Just because your mother got up at five in the morning to cook a turkey, doesn't mean you have to. You can make a great tasting, juicy bird in only a couple of hours by following the steps below.
Things You'll Need
- 1 turkey, thawed
- Extra virgin olive oil
- Red wine vinegar
- Salt and pepper
- Turkey baster
- Tin foil and large roasting pan
- Food thermometer
Preheat oven to 500 degrees. Unwrap turkey and remove neck and bag of organs. Bring to the sink and thoroughly rinse with cool running water inside and out. Let water drip from the bird and salt the inside cavity.
Coat the bottom of the roasting pan with olive oil and a splash of the red wine vinegar. Place turkey in pan breast side up and tuck the wings behind the bird, out of the way. Massage olive oil to all exposed parts of the bird adding some red wine vinegar, just a few little splashes with do. When bird is glistening from the oil, add some salt and pepper.
Put turkey in hot oven and check after about 20 minutes for brownness.. Add more time if turkey is not golden brown. When it is the desired color, take a large sheet of tin foil and tent it over the bird so the browning will stop. This also allows the heat to build up and steam to form, keeping the turkey moist. Juices will form at bottom of the pan, use that liquid to baste the bird when you check it.
Check to see if the turkey is done after a total of 2 hours.
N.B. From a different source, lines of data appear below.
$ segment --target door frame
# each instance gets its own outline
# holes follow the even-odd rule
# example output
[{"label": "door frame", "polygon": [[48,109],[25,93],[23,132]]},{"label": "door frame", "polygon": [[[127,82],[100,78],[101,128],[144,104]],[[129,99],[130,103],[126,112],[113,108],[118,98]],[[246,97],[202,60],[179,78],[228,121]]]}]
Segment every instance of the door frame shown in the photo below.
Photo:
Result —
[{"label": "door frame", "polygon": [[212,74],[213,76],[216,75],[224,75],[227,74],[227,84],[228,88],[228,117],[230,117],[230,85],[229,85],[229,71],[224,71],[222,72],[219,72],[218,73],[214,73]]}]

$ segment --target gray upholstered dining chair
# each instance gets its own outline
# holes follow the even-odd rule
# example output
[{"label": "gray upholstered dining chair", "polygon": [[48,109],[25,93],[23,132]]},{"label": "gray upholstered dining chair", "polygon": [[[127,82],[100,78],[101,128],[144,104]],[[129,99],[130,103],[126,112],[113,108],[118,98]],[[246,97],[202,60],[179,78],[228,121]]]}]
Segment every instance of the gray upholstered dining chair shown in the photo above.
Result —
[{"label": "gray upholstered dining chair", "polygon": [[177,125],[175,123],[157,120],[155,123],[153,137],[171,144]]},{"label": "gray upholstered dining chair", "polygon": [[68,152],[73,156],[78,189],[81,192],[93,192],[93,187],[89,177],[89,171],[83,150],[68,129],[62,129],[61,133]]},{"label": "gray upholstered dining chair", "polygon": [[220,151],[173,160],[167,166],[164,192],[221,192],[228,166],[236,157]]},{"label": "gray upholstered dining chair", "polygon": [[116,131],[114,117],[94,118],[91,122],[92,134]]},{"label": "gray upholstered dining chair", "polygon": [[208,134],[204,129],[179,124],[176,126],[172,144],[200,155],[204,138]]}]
Turkey is done when either a timer pops out, a thermometer reads 180 degrees from several areas, and the legs and wings can be easily taken off.
Let turkey rest for 20 minutes before carving so that the juices inside have time to settle throughout the bird.
Tips & Warnings
- It's a good idea to rinse the thermometer after each time you check the bird.
- Dressing should be added inside the bird after it's cooked thoroughly.
- Other favorite seasonings can be used with the olive oil such as minced garlic.
- A frozen turkey should thaw in the refrigerator for four days before cooking.
- Wash hands, surfaces and utensils well in soapy water after touching raw bird.